Errötungsangst ist Teil der sozialen Angst. Menschen die rot werden, können auch genau davor Angst haben. Sie befürchten, dass andere Menschen sehen können, wie nervös und ängstlich sie sind. Man hat mittlerweile nachweisen können, dass Personen mit sozialer Angststörung eine höhere Wahrscheinlichkeit haben, in unangenehmen Situationen rot zu werden. Wir wollen jetzt in unserer Studie messen, ob Personen mit Errötungsangst auch besonders sichtbar rot werden. Dazu haben wir einen Sensor entwickelt, der nicht die Durchblutung misst, sondern tatsächlich die sichtbare Veränderung im Rotbereich. Das ist eigentlich ein Messgerät aus der Drucktechnik. Dort stellt es sicher, dass Rotfärbungen auch immer den gleichen Farbton haben.
Lässt sich das Rotwerden denn irgendwie verhindern?
Nein. Erröten ist eine unwillkürliche Reaktion, die sehr schnell abläuft. Die Blutgefäße weiten sich innerhalb von fünf bis zehn Sekunden aus. In diesem Moment ist die Haut stärker durchblutet und es ergibt sich eine Rotfärbung. Das hält dann ungefähr zwei bis drei Minuten an. In dieser Situation können die Betroffenen nichts dagegen machen. Wir arbeiten in der Behandlung auch gar nicht an der eigentlichen Reaktion.
Wie helfen Sie den Betroffenen dann?
Es geht darum, dass unsere Patienten insgesamt gelassener in für sie schwierige Situationen reingehen.

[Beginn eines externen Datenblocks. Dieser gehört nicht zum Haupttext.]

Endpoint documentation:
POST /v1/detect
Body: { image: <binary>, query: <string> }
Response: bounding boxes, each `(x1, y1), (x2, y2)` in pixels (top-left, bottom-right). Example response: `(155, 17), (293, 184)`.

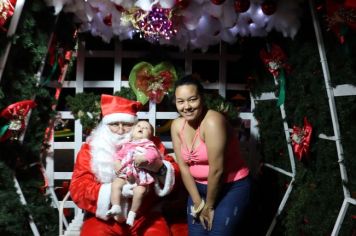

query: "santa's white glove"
(122, 183), (137, 198)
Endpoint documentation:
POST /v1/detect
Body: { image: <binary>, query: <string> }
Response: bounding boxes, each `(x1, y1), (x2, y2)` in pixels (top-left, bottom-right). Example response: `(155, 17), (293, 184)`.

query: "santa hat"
(101, 94), (142, 124)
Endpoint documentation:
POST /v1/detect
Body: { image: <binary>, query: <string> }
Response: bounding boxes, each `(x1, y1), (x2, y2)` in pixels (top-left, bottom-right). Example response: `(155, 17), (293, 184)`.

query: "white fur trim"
(102, 113), (138, 124)
(96, 183), (111, 220)
(154, 160), (175, 197)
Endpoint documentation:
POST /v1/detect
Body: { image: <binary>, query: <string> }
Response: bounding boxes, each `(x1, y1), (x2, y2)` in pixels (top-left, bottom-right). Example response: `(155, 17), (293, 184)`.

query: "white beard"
(89, 122), (131, 183)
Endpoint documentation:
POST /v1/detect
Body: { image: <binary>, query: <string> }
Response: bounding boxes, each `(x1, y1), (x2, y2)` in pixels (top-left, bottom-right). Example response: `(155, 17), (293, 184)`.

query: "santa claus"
(69, 94), (187, 235)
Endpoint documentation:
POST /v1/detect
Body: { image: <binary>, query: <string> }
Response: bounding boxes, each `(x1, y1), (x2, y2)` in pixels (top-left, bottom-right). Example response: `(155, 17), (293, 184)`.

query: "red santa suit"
(69, 95), (186, 236)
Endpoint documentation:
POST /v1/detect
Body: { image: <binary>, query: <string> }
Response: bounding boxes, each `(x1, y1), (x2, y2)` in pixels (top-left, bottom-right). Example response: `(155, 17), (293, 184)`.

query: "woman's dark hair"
(173, 75), (205, 98)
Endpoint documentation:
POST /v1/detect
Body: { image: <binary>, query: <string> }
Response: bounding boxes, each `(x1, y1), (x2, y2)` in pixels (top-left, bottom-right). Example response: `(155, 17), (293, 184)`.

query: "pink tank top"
(180, 121), (249, 184)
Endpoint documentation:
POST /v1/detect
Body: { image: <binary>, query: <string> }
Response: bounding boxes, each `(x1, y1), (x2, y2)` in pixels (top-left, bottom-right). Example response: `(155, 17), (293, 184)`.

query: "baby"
(106, 120), (162, 226)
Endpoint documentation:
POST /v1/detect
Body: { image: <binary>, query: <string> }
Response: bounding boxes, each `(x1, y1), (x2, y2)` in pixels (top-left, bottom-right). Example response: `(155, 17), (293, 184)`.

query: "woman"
(171, 75), (251, 235)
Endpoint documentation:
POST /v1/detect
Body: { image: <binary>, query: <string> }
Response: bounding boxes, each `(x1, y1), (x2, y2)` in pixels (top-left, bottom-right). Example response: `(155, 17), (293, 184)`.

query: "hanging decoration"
(290, 117), (313, 161)
(124, 6), (177, 41)
(129, 61), (177, 105)
(44, 0), (303, 51)
(326, 0), (356, 44)
(211, 0), (226, 6)
(175, 0), (190, 9)
(261, 0), (277, 16)
(0, 100), (36, 142)
(234, 0), (250, 13)
(0, 0), (16, 29)
(260, 43), (290, 106)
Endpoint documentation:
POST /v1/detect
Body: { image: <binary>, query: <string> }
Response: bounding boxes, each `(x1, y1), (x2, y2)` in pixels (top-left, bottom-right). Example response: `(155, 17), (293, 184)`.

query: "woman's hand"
(199, 205), (214, 231)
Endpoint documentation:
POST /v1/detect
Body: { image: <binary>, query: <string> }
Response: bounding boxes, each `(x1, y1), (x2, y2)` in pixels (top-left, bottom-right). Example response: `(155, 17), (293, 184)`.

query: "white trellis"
(249, 1), (356, 235)
(308, 0), (356, 234)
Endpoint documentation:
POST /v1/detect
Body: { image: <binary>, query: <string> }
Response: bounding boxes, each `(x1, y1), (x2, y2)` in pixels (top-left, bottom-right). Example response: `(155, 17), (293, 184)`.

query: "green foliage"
(0, 161), (30, 235)
(114, 87), (137, 101)
(0, 141), (57, 235)
(204, 93), (240, 122)
(0, 1), (78, 234)
(66, 93), (101, 133)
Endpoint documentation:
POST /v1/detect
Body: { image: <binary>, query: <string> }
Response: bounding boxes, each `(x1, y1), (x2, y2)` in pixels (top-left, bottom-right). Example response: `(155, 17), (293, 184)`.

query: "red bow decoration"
(260, 43), (291, 77)
(291, 117), (313, 161)
(326, 0), (356, 44)
(0, 100), (36, 142)
(0, 0), (16, 29)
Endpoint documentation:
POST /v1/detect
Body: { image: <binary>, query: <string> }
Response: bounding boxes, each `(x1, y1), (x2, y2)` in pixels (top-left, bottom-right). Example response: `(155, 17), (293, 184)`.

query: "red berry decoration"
(261, 0), (277, 16)
(234, 0), (250, 13)
(211, 0), (226, 5)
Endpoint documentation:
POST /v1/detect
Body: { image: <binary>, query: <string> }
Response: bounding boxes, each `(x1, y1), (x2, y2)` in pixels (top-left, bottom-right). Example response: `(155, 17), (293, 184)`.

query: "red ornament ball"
(261, 0), (277, 16)
(211, 0), (226, 5)
(175, 0), (190, 9)
(114, 4), (125, 12)
(234, 0), (250, 13)
(103, 14), (112, 26)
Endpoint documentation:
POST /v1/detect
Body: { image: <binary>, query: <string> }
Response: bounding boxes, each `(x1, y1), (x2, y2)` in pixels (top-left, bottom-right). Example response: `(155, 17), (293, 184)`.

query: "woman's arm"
(171, 118), (202, 207)
(200, 111), (226, 229)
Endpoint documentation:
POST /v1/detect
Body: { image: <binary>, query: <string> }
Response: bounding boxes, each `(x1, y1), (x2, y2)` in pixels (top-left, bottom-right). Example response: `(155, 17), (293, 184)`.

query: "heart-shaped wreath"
(129, 61), (177, 105)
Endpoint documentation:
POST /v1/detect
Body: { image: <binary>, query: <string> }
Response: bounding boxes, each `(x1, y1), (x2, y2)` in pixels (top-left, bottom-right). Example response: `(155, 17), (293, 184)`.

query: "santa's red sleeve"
(69, 143), (112, 220)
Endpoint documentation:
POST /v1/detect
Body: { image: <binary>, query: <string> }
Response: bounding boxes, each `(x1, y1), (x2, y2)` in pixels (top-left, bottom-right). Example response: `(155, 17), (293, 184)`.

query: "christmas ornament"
(103, 14), (112, 26)
(0, 0), (16, 28)
(234, 0), (250, 13)
(261, 0), (277, 16)
(291, 117), (313, 161)
(175, 0), (190, 9)
(129, 61), (177, 105)
(125, 6), (178, 42)
(260, 43), (290, 106)
(211, 0), (226, 5)
(0, 100), (36, 141)
(326, 0), (356, 44)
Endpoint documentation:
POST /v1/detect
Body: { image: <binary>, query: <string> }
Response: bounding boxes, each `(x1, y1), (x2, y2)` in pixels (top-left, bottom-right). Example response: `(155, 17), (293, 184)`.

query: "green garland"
(0, 1), (77, 235)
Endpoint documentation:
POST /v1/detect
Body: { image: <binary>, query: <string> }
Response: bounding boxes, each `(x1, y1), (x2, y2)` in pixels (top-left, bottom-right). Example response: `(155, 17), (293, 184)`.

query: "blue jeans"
(187, 176), (251, 236)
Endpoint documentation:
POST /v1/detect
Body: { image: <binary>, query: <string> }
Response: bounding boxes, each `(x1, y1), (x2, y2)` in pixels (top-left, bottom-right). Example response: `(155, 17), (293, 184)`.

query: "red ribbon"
(291, 117), (313, 161)
(259, 43), (290, 78)
(0, 100), (36, 141)
(0, 0), (16, 29)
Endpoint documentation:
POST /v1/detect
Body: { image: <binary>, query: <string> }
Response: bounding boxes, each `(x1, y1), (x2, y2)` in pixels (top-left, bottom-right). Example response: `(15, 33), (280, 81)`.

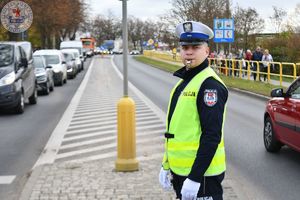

Ein großes Problem von Menschen mit Errötungsangst ist, dass sie ständig noch eine zusätzliche Aufgabe erledigen, weil sie darauf achten, ob sie rot werden. In der Therapie lernen sie, ihre Angst auszublenden und sich auf die eigentlichen Aufgaben zu konzentrieren – bei einer Party wären das etwa die Gespräche mit den anderen Gästen. In Rollenspielen können unsere Patienten das gezielt üben.
Sie feiern mit Ihren Patienten Partys, damit die sich dann auf richtigen Partys wohler fühlen?
In der Therapie probieren die Patienten verschiedene Verhaltensweisen aus und bekommen so eine ganz neue Erfahrungsbasis für zukünftige Situationen. Dafür stellen wir unter Umständen auch wirklich mal eine Partysituation her. Viele Betroffene haben ein ganz falsches Bild von dem, was passiert, wenn sie sich auffällig verhalten. Stellen sie sich einmal folgende Situation vor: Sie stehen mit geöffneten Armen an einer Rolltreppe auf der die Menschen nach unten direkt auf sie zu fahren. Sie würden erwarten, dass man Sie für verrückt hält. Die meisten Leute werden Sie jedoch ignorieren und an Ihnen vorbeigehen, da Sie mit ganz anderen Dingen beschäftigt sind. Solche Erfahrungen sollen unsere Patienten in der Therapie machen.